Even before the latest flare-up on Capitol Hill, there was growing speculation about whether Holder would stay on as attorney general if Obama won reelection this fall. He has come under constant attack from Republicans on domestic policy and national security issues, including his controversial decision, since reversed, to prosecute the self-described mastermind of the Sept. 11, 2001, attacks in federal court in New York.
Holder said the contempt vote has not led him to consider stepping down. “If anything, it made me more determined to stay and to continue to fight for the things that I think are important,” he said.
He cited as an example a new law enforcement initiative in cities such as Oakland and Philadelphia to target crime “hot spots” with a surge of police and federal agents.
Shows of support
Holder said that when the House voted to hold him in contempt, he was in New Orleans, where he had traveled with his wife to take their daughter to her college orientation. Since then, he has kept to his schedule, going to three cities and giving speeches on public safety, civil rights and voting rights.
On a personal level, the attorney general said he has been buoyed by a “huge outpouring of support,” including letters and flowers from people around the country, many of whom he doesn’t know. Obama called him from Air Force One after the vote to express his support. Over the weekend, he received a standing ovation at a Stylistics concert in Washington.
As the first African American attorney general, Holder said he does not believe that history will judge him by the contempt vote.
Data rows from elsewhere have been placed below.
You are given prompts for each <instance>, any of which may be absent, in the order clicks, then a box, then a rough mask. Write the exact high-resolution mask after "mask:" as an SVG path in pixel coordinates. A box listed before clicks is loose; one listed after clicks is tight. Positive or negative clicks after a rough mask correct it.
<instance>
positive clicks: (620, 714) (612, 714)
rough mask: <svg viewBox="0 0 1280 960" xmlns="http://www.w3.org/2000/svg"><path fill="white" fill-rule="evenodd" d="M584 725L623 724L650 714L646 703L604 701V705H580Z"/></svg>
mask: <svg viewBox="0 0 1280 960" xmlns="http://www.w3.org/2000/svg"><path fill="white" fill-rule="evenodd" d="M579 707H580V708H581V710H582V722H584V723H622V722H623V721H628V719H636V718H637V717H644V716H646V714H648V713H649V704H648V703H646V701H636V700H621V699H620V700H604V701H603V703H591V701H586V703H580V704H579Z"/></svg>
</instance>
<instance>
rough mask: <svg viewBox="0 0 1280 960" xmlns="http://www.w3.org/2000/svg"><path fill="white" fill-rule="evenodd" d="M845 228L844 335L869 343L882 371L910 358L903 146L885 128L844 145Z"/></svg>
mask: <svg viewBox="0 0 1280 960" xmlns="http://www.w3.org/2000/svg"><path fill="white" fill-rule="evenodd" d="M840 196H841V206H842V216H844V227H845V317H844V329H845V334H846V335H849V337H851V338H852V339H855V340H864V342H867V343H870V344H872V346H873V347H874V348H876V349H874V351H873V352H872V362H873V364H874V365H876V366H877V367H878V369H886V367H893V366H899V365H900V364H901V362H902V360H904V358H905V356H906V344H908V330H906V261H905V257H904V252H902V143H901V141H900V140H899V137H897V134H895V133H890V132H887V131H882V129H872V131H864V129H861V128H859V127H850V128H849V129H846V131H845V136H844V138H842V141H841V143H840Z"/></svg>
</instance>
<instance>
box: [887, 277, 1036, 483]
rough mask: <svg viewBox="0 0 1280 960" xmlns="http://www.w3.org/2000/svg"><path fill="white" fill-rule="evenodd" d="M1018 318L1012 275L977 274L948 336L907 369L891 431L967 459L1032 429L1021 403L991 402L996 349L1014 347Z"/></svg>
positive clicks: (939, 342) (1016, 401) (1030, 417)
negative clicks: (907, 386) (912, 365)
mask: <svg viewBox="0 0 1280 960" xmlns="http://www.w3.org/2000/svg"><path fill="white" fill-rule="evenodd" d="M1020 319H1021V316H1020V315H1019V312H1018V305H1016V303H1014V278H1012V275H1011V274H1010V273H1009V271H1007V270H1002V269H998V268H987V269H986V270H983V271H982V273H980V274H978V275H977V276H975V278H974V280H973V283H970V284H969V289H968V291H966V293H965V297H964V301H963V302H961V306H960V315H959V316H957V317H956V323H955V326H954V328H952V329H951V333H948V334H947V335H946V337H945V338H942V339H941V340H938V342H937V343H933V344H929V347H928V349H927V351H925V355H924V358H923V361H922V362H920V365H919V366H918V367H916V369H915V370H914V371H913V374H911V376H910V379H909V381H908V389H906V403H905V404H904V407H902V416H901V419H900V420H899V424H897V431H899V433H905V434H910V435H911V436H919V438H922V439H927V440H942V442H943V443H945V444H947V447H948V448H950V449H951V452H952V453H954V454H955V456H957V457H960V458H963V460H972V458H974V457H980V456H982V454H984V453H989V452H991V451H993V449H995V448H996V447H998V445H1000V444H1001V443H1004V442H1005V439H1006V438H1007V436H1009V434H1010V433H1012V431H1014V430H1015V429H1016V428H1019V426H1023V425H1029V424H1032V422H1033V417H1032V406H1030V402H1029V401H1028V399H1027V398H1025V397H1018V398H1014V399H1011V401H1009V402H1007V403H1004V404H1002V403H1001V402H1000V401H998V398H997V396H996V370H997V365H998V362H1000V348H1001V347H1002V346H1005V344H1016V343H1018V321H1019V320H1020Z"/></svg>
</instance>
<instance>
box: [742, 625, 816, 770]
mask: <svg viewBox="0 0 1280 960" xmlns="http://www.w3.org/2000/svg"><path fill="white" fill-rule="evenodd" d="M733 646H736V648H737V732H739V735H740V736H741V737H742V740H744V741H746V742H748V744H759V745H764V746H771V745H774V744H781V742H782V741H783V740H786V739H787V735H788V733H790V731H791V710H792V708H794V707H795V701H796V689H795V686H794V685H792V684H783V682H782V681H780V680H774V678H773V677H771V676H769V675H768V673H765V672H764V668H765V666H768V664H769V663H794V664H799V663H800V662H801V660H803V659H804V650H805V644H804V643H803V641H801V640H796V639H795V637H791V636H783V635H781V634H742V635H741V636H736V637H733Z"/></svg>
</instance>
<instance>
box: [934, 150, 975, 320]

“This seems large in the moment, but the question is, how will this be viewed one year from now, five years from now?” he said. “My bet will be that people are going to remember the stands I took to prevent the disenfranchisement of millions of people, the position I stood for in not defending the Defense of Marriage Act, what we did in protecting the American people, the numbers of people we put in jail and the [terrorist] plots we disrupted.”